The DH Notebook for Cultural Analysis is a ready-to-use project scaffold that gives you:
- A tested Python environment with all common DH libraries pre-configured
- Four sequential notebooks that walk you through a complete cultural analysis pipeline
- A data documentation framework that meets open science standards
- Automated reproducibility testing through GitHub Actions
- A publication-ready structure that reviewers and collaborators can navigate immediately
You download it, fill in your research question and data, and start analyzing. The infrastructure is handled.
Who This Template Is For
This template serves three audiences:
Graduate students starting their first computational humanities project. You know your research question and your cultural tradition, but you have not built a reproducible computational pipeline before. The template gives you a proven structure to follow.
Established DH researchers who want to adopt reproducibility best practices without rebuilding their workflow from scratch. You have been doing computational work for years, but your projects live in scattered scripts and undocumented notebooks. The template shows you how to organize existing work into a reproducible format.
Interdisciplinary researchers from computer science, linguistics, or social science who want to apply computational methods to cultural questions. You know how to code, but you are not sure how to structure a humanities research project or how to document interpretive choices alongside computational ones.
Template Structure
graph TD
A[Project Root] --> B[notebooks/]
A --> C[data/]
A --> D[src/]
A --> E[outputs/]
A --> F[docs/]
A --> G[Configuration Files]
B --> B1[01-data-collection.ipynb]
B --> B2[02-preprocessing.ipynb]
B --> B3[03-analysis.ipynb]
B --> B4[04-visualization.ipynb]
C --> C1[raw/]
C --> C2[processed/]
C --> C3[README.md]
D --> D1[utils.py]
D --> D2[metrics.py]
D --> D3[visualization.py]
G --> G1[environment.yml]
G --> G2[Makefile]
G --> G3[.github/workflows/ci.yml]
G --> G4[CITATION.cff]Each component has a specific purpose. Let me walk through them.
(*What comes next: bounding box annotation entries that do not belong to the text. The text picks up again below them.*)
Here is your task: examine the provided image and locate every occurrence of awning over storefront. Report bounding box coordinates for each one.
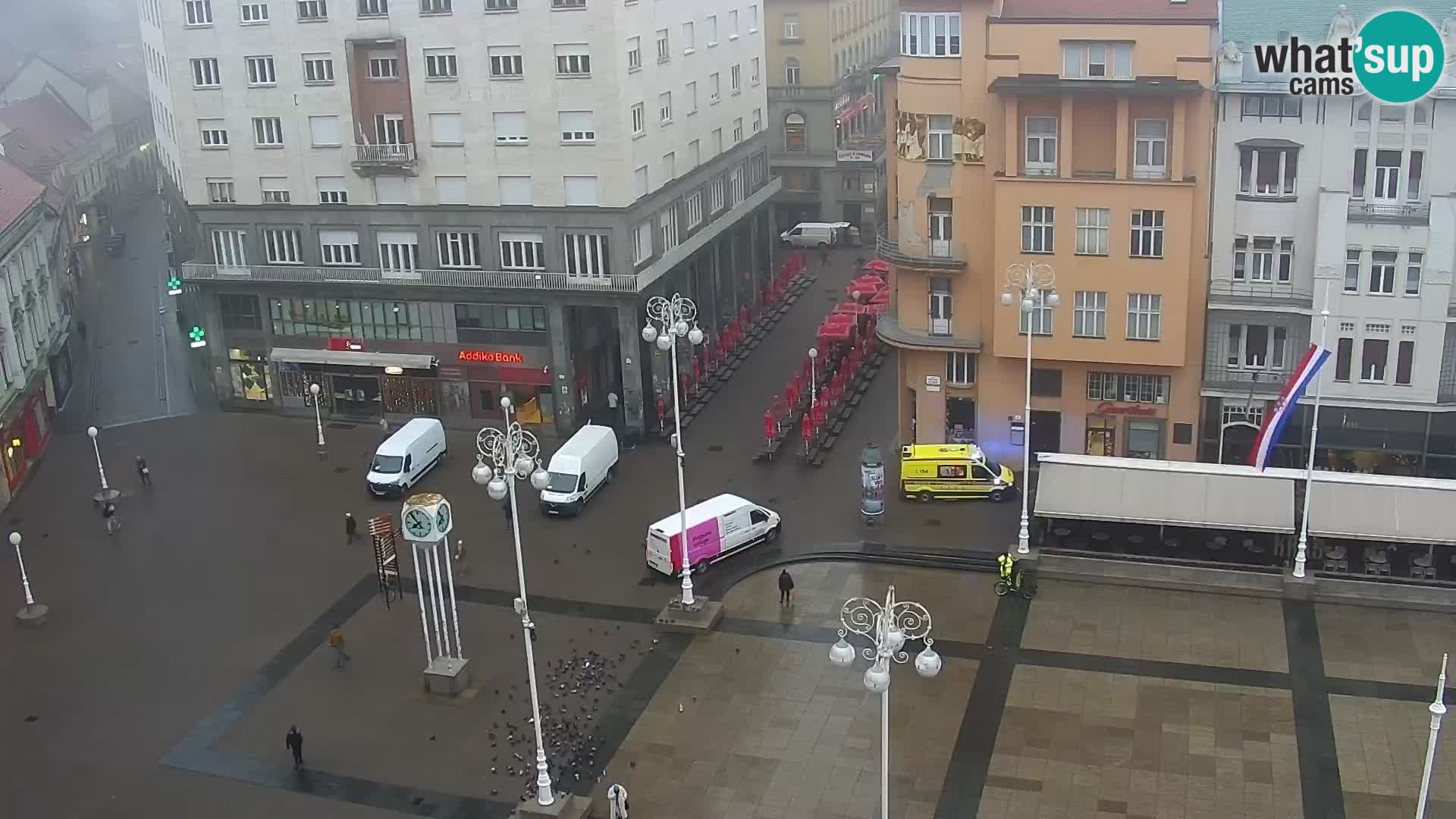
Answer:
[268,347,435,370]
[1309,472,1456,544]
[1035,453,1298,533]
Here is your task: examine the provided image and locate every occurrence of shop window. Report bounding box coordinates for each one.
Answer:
[217,293,264,329]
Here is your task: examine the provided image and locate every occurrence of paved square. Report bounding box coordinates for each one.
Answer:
[1021,582,1288,672]
[607,632,975,819]
[978,666,1313,819]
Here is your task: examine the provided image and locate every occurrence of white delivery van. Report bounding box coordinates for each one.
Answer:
[779,221,849,248]
[645,495,780,574]
[541,424,617,514]
[367,419,446,497]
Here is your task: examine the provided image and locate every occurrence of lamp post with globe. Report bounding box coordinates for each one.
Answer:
[828,586,943,819]
[470,397,556,806]
[642,293,703,607]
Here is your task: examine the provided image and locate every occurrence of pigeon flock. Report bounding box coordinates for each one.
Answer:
[486,625,657,802]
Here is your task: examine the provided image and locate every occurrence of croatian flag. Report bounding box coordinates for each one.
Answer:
[1249,344,1329,469]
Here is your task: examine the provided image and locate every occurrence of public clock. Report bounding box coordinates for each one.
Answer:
[405,509,435,541]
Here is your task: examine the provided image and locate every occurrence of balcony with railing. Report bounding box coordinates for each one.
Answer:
[1347,199,1431,224]
[354,143,415,177]
[875,226,967,270]
[182,262,638,293]
[1209,278,1315,310]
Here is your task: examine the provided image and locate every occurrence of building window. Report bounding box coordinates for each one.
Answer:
[1128,210,1163,258]
[945,353,975,386]
[1239,147,1299,196]
[900,11,961,57]
[556,46,592,77]
[562,233,611,278]
[192,57,223,87]
[1133,120,1168,179]
[435,231,482,267]
[926,114,952,160]
[243,55,278,86]
[1021,206,1056,253]
[1025,117,1057,177]
[557,111,597,144]
[1370,251,1395,296]
[486,46,521,80]
[1072,290,1106,338]
[930,277,952,335]
[1127,293,1163,341]
[1062,42,1133,80]
[375,231,419,272]
[1405,251,1426,296]
[207,179,237,204]
[262,229,303,264]
[303,54,334,84]
[313,177,350,204]
[500,233,546,270]
[425,48,459,80]
[1019,290,1051,335]
[1087,372,1171,403]
[1395,341,1415,386]
[1360,338,1391,383]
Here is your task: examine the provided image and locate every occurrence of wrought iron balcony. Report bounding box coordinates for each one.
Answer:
[182,262,638,293]
[354,143,415,177]
[875,226,965,270]
[1347,201,1431,224]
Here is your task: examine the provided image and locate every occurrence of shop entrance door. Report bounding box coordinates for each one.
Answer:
[332,376,383,419]
[1028,410,1062,460]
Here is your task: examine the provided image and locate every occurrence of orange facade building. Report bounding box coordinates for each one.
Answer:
[878,0,1217,463]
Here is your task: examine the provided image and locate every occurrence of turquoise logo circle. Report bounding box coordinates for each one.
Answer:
[1354,11,1446,103]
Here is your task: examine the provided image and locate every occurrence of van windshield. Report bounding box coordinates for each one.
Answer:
[370,455,405,475]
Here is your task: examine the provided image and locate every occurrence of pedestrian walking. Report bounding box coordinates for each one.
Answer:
[282,726,303,771]
[607,783,628,819]
[329,625,353,670]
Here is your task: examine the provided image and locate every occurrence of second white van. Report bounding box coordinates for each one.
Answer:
[644,494,782,576]
[366,419,446,497]
[541,424,617,514]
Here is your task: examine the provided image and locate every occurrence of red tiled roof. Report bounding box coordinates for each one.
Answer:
[0,156,46,231]
[1000,0,1219,24]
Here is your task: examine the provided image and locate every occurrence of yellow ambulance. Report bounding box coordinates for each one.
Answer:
[900,443,1016,503]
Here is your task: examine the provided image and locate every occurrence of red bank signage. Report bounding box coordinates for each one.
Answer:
[459,350,526,364]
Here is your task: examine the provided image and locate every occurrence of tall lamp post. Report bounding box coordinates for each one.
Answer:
[642,293,703,607]
[470,397,556,806]
[1002,262,1062,555]
[828,586,942,819]
[810,347,818,405]
[86,427,121,503]
[10,532,51,625]
[309,381,329,460]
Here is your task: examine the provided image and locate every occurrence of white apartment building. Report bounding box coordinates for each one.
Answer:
[1203,0,1456,478]
[141,0,777,430]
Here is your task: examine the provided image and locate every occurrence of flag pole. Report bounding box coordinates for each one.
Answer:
[1294,278,1329,577]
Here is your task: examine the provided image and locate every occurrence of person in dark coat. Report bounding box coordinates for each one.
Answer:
[779,568,793,606]
[282,726,303,771]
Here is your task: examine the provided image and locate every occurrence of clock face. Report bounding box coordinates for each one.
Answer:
[405,509,434,538]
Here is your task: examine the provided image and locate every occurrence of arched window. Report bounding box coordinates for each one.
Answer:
[783,114,810,150]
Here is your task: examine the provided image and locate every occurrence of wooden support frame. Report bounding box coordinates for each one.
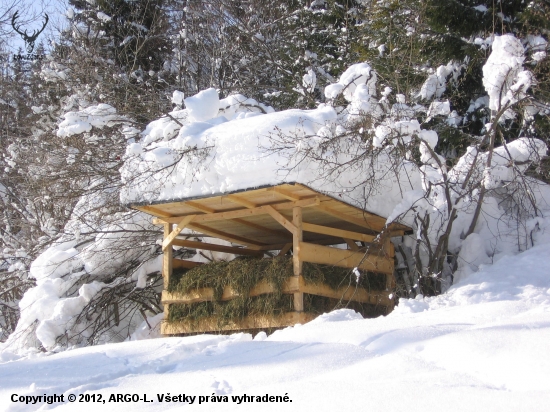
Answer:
[162,276,392,306]
[277,243,292,256]
[298,242,394,274]
[292,206,304,312]
[140,184,408,334]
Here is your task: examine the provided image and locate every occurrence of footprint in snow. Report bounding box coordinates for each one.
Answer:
[210,379,233,395]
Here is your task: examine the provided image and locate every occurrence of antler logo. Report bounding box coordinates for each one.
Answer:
[11,11,49,54]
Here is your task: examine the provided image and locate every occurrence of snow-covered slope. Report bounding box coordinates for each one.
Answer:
[0,242,550,411]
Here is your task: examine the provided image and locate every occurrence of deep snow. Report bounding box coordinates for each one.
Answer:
[0,242,550,411]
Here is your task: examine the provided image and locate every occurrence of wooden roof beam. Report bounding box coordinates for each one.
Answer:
[172,239,264,257]
[271,186,301,201]
[153,197,321,224]
[316,205,386,232]
[188,222,265,250]
[302,223,375,243]
[224,195,258,209]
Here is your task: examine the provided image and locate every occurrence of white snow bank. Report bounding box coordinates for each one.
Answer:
[0,243,550,412]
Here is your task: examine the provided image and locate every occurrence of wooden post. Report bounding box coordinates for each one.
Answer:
[161,223,174,333]
[162,223,174,290]
[292,206,304,312]
[383,237,396,291]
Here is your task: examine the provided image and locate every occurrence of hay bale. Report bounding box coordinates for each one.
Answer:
[167,256,386,329]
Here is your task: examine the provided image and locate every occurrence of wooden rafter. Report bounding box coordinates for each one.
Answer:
[184,201,216,213]
[344,238,359,252]
[136,206,172,218]
[231,219,290,238]
[272,186,301,201]
[225,195,258,209]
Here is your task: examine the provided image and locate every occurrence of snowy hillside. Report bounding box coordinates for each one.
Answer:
[0,239,550,411]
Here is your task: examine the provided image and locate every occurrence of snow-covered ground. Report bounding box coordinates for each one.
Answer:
[0,243,550,411]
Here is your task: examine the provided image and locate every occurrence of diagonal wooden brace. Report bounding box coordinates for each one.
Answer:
[162,215,195,250]
[264,206,298,235]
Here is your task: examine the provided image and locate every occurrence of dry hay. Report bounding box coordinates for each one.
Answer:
[167,256,386,329]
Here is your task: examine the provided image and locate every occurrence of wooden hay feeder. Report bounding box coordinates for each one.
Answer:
[132,184,408,335]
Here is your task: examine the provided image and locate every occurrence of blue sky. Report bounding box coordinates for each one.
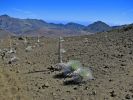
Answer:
[0,0,133,25]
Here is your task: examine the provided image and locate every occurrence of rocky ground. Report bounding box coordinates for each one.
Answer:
[0,29,133,100]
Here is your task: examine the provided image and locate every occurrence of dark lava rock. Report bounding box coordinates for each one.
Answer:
[110,90,116,97]
[125,94,131,99]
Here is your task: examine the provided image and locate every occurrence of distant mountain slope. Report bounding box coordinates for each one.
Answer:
[0,15,90,35]
[0,29,13,38]
[0,15,132,36]
[84,21,112,33]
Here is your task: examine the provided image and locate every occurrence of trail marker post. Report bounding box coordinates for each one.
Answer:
[59,37,65,63]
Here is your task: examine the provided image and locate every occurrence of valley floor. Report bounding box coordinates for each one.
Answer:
[0,28,133,100]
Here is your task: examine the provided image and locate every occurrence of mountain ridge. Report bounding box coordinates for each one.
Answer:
[0,14,132,36]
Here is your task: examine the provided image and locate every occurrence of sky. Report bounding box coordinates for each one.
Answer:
[0,0,133,25]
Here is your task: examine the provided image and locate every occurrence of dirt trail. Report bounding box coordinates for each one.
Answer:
[0,31,133,100]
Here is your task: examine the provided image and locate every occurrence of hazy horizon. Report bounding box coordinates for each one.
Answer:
[0,0,133,26]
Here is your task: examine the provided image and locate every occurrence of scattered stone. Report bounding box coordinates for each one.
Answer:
[84,86,88,90]
[73,87,77,90]
[110,90,116,97]
[125,94,131,99]
[92,91,97,95]
[42,82,50,89]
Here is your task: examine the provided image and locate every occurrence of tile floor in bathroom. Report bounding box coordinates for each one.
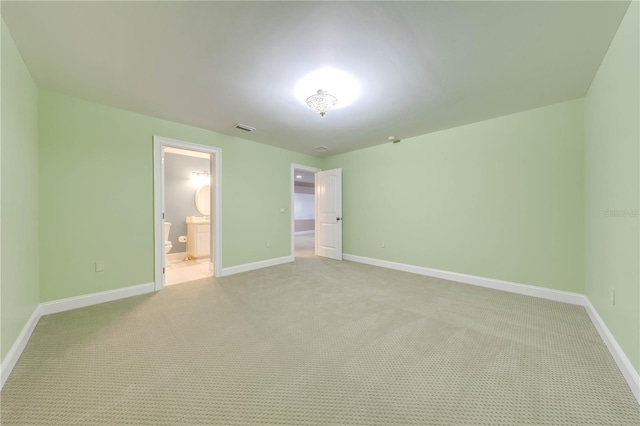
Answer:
[164,253,213,286]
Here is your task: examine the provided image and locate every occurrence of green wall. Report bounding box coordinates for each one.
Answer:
[39,90,320,302]
[0,20,39,359]
[324,100,584,293]
[585,2,640,371]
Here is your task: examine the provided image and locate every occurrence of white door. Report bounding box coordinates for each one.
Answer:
[316,169,342,260]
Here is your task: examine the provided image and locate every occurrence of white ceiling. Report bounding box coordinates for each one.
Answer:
[1,1,629,155]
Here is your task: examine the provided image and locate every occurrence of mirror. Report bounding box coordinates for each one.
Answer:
[196,185,211,216]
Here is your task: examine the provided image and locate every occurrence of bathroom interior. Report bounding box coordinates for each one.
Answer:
[163,147,214,286]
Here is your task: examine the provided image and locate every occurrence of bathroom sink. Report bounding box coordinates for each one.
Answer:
[187,216,210,223]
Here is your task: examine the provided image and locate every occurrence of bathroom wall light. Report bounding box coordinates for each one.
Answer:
[191,172,211,188]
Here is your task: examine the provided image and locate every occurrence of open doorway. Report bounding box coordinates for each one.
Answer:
[291,164,320,257]
[154,137,221,290]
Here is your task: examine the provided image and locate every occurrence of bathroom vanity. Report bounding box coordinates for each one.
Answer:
[187,216,211,259]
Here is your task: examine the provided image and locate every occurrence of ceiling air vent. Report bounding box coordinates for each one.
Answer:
[236,123,256,132]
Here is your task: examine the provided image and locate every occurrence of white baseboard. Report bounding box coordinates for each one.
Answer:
[0,283,154,387]
[584,296,640,404]
[343,254,585,305]
[40,283,155,315]
[343,254,640,404]
[0,305,40,387]
[220,256,295,277]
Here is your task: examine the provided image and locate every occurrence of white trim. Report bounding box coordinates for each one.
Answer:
[0,283,154,387]
[222,256,295,277]
[153,136,222,291]
[343,254,640,404]
[0,305,41,387]
[290,163,322,258]
[584,296,640,404]
[40,283,155,315]
[343,254,584,305]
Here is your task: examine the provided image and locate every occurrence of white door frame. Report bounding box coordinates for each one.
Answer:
[315,168,343,260]
[153,136,222,291]
[290,163,322,259]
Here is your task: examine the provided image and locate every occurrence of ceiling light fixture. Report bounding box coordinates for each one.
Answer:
[307,89,338,117]
[293,68,360,116]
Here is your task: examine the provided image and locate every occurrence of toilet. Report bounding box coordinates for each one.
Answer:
[164,222,173,265]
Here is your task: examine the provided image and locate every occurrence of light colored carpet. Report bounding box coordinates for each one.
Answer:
[1,240,640,425]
Notebook 1: Data Collection
The first notebook handles acquiring and documenting your primary sources. It includes:
Source Acquisition
python
"""
Notebook 01: Data Collection
=============================
Purpose: Acquire and document primary sources for cultural analysis.
Output: Raw data files in data/raw/ with full provenance documentation.
"""
# Configuration
PROJECT_NAME = "your-project-name"
CULTURAL_TRADITION = "your-tradition"
TIME_PERIOD = "your-period"
# Data sources (modify for your project)
SOURCES = {
"corpus_a": {
"description": "Primary literary corpus",
"url": "https://example.com/corpus",
"license": "CC-BY-4.0",
"language": "en",
"size": "500 documents",
},
"corpus_b": {
"description": "Comparison corpus",
"url": "https://example.com/comparison",
"license": "Public Domain",
"language": "en",
"size": "500 documents",
},
}Provenance Documentation
The notebook automatically generates a data provenance record:
python
import json
from datetime import datetime
provenance = {
"project": PROJECT_NAME,
"collection_date": datetime.now().isoformat(),
"sources": SOURCES,
"collector": "Your Name",
"notes": "Describe any filtering or selection criteria here",
}
with open("data/raw/PROVENANCE.json", "w") as f:
json.dump(provenance, f, indent=2)Ethical Checklist
The notebook includes an ethical review checklist that you fill out before proceeding:
python
ethical_checklist = {
"data_consent": "N/A - public domain texts",
"cultural_sensitivity": "Reviewed with [community/advisor]",
"copyright_status": "All texts verified public domain or CC-licensed",
"indigenous_data_sovereignty": "N/A or describe CARE compliance",
"potential_harms": "Describe any risks of misuse",
}This is not bureaucratic overhead. It is a record that demonstrates you thought about the ethical dimensions of your data before you started computing on it.
Notebook 2: Preprocessing
The second notebook transforms raw data into analysis-ready formats. It handles:
Text Cleaning
python
"""
Notebook 02: Preprocessing
============================
Purpose: Transform raw data into analysis-ready format.
Input: data/raw/
Output: data/processed/
"""
import pandas as pd
from src.utils import clean_text, tokenize, normalize
# Load raw data
raw_texts = pd.read_csv("data/raw/corpus.csv")
print(f"Loaded {len(raw_texts)} documents")
# Cleaning pipeline
def preprocess(text):
"""Standard preprocessing pipeline. Modify for your needs."""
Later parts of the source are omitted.